I knew it was going to happen. The footage also directly relates to
what David and John Goras are talking about - that horror films reflect
what's happening in society. They do. Look at what's going on. Look
at all these horror films happening. Look at us talking about horror
films now. This would not be happening if that stuff didn't happen.
It's just a result of that. It's how we cope with it. It's how we reflect
on it. That's a lot of what REAL horror films are. If you want to make
comedies that have gore in them, that's a different story. But horror
films are the films with the things that scare us. Where we don't relate
to the killer - where we relate to the people being killed. And we're
actually scared for them and we want them to succeed and get away from
these people and not cheer for some guy running around with a chainsaw.
That's all fun, but I never cheered for Leatherface as a child. I wanted
Sally to get away. As much as Franklin was an annoying guy, I didn't
want to see him get killed! You were afraid for these people and that's
why it worked! You related to the people getting killed, not the crazy
fuckers in the house! Ed Neal scared the shit out of me in that movie
and even still! He had me convinced he was the weirdest guy in the world...
Robg.: (laughs) And you may not be wrong about that!

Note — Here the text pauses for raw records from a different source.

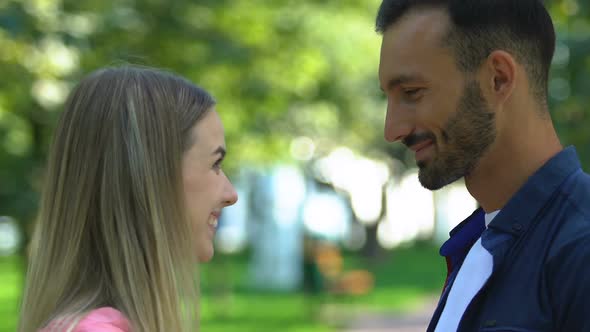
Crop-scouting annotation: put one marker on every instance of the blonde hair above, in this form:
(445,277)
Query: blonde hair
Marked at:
(112,228)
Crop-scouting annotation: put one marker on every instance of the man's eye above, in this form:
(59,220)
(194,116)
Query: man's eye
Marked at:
(412,92)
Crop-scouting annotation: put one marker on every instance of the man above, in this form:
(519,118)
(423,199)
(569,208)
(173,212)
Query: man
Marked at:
(466,86)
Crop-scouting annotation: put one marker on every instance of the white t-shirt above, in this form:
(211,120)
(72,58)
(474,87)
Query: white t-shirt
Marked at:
(475,271)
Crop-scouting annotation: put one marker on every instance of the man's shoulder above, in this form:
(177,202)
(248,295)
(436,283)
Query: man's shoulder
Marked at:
(576,192)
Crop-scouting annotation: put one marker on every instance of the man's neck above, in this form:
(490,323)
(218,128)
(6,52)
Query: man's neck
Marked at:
(511,160)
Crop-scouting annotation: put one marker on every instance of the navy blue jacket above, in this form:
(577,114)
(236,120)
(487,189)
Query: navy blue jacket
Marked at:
(540,243)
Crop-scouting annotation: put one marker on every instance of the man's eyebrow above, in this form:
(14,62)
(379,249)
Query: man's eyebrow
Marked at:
(401,79)
(220,150)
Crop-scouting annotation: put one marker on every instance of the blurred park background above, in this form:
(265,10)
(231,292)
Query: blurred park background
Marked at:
(332,223)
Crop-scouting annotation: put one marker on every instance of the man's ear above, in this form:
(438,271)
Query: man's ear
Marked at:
(501,71)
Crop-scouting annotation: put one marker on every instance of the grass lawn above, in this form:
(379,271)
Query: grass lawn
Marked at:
(403,279)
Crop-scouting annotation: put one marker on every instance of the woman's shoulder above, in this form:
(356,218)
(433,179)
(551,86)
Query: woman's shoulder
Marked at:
(104,319)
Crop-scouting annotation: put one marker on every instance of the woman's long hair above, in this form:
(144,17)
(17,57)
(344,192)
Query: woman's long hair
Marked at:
(112,228)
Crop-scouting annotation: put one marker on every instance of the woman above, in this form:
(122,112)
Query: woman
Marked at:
(133,191)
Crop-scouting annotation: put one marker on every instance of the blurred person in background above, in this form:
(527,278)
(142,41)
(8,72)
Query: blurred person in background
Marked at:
(467,90)
(133,191)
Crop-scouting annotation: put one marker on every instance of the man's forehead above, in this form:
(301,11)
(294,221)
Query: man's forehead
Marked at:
(421,24)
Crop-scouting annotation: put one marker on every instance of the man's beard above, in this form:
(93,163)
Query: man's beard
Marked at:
(466,137)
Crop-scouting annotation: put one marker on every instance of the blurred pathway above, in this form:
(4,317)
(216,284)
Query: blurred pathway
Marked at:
(413,322)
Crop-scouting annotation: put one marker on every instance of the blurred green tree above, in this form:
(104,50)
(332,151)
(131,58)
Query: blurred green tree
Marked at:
(279,69)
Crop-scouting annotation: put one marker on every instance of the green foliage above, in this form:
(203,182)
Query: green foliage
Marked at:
(279,69)
(403,280)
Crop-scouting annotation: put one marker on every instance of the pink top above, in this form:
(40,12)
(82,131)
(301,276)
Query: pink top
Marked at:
(105,319)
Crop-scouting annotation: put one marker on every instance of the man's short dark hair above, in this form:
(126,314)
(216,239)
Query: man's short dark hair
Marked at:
(521,27)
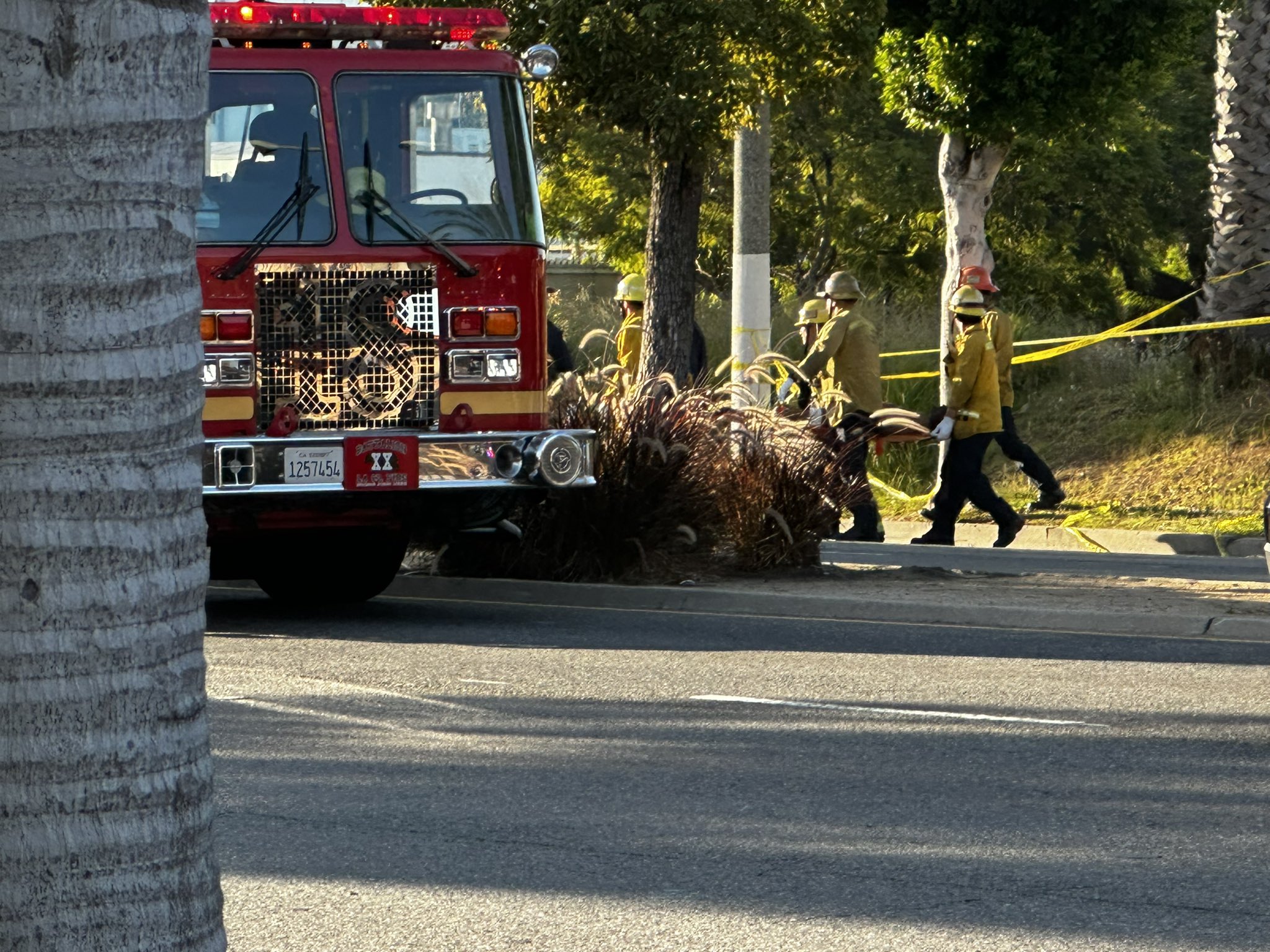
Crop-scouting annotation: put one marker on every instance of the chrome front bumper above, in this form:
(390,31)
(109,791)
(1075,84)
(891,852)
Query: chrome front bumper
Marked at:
(259,466)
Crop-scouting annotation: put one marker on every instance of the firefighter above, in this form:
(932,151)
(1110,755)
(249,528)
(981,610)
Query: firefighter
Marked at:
(845,353)
(559,357)
(972,420)
(630,335)
(810,318)
(1002,333)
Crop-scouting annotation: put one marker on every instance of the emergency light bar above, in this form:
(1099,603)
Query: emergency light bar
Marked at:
(266,20)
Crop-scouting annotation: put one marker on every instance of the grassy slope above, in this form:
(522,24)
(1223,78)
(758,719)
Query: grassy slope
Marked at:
(1135,439)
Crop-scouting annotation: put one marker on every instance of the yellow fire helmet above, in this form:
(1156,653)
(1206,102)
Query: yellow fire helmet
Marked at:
(841,286)
(967,300)
(630,288)
(813,311)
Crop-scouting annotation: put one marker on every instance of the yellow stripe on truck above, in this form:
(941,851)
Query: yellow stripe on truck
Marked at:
(229,409)
(521,402)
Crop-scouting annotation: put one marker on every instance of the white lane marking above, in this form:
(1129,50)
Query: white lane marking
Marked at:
(863,708)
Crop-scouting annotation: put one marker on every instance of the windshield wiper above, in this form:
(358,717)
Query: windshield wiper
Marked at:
(378,205)
(293,208)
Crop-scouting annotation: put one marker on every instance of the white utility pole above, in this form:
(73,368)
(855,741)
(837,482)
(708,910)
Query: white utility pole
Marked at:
(751,254)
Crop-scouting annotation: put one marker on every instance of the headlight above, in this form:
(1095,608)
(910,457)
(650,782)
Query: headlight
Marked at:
(557,459)
(484,366)
(229,371)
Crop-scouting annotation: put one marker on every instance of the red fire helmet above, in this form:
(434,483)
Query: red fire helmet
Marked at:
(977,277)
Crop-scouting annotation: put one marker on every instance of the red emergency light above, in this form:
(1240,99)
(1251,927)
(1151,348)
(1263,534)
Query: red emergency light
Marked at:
(309,22)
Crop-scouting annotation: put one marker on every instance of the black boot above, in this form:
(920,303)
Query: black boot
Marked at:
(866,524)
(1008,531)
(931,537)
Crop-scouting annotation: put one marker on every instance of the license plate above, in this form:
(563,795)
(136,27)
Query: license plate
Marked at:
(313,465)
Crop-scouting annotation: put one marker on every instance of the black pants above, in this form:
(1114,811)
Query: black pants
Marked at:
(1033,466)
(853,436)
(962,479)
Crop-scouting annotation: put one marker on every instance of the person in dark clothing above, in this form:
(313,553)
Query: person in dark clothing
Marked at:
(559,357)
(698,359)
(972,421)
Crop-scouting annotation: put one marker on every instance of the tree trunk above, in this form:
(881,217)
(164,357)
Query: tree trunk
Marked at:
(1241,182)
(671,254)
(967,175)
(104,759)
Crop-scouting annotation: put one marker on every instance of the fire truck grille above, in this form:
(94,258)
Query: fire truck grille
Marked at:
(349,346)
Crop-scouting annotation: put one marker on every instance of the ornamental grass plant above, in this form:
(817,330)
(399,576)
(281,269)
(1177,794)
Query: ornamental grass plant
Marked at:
(686,487)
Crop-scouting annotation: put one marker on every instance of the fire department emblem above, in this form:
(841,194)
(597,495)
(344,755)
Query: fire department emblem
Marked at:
(381,462)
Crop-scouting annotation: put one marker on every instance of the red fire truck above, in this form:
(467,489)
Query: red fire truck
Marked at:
(373,260)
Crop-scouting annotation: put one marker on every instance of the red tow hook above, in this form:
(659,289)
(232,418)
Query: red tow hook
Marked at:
(285,421)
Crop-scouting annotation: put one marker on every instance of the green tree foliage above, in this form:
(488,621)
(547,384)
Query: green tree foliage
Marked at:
(992,69)
(992,74)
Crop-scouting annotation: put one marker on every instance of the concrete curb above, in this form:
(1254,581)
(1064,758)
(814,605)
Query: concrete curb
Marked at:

Well, there's another little film I'm working on. It's not exactly a horror film but it does have those aesthetics to it. There's this place near my home called 'Angel's Gate' and it's a hospice for dying and disabled animals - dogs, cats, horses, etc. This woman Susan (Marino) has 200 animals that she cares for. It's a residential hospice in her house so from the outside it looks like this normal facade of a suburban home. But you go inside and there's a two-legged cat jumping around and a dog hobbling along with a clef palette barking and hugging up to your leg. Susan is just a greathearted woman.
You walk by another room and there's a dog dying in a shower stall or
a sick cat on oxygen inside of a glass case. I've started to compile
footage for a documentary called 'Angel's Gate' based on this place.
I'll focus on a certain operation for this one dog, a boxer puppy with
deformities on all four legs. The dog is getting an operation never
done before to extend his legs and correct the deformities. It's going
to be an odd documentary. I don't want to use the wrong terminology
but it's almost like a sideshow with animals. But at the same time I
really want to show the huge heart of this woman who runs this place.
I probably won't start editing it until after the Dante project, but
it's something I really want to do.
Robg.: This is the one project I don't think we'd be able to
sit through because we're all going to just cry like babies.
It's hard being there, man. But the mentality of this woman is that
she wants to be there for these animals until their very last breath.
It's hard to walk past a room and see one happy dog and then one dying
dog, but she's there for them. They don't die alone. I think it's going
to take some time to make this, but there will be an overall good feeling
around it. I don't want to bring people down. I actually stumbled upon
Susan by chance because on the 4th of July, I saw this odd animal crawl
out of the woods while I was driving with my girlfriend. It was an old
little Chihuahua. We pulled over and put him in a blanket and took him
to the vet, assuming he got hit by a car. But he actually had a deformity
in his shoulder, so we took him down to this hospice we had heard about
from a friend and Susan took him in right away. She said she'd keep
him, but she actually ended up finding his family. But it's odd. We
saved this animal and this animal brought us to her place. And it amazed
me. I think it'll make for a really great film.
Thanks for talking to us, Chris. Everyone look out for this guy!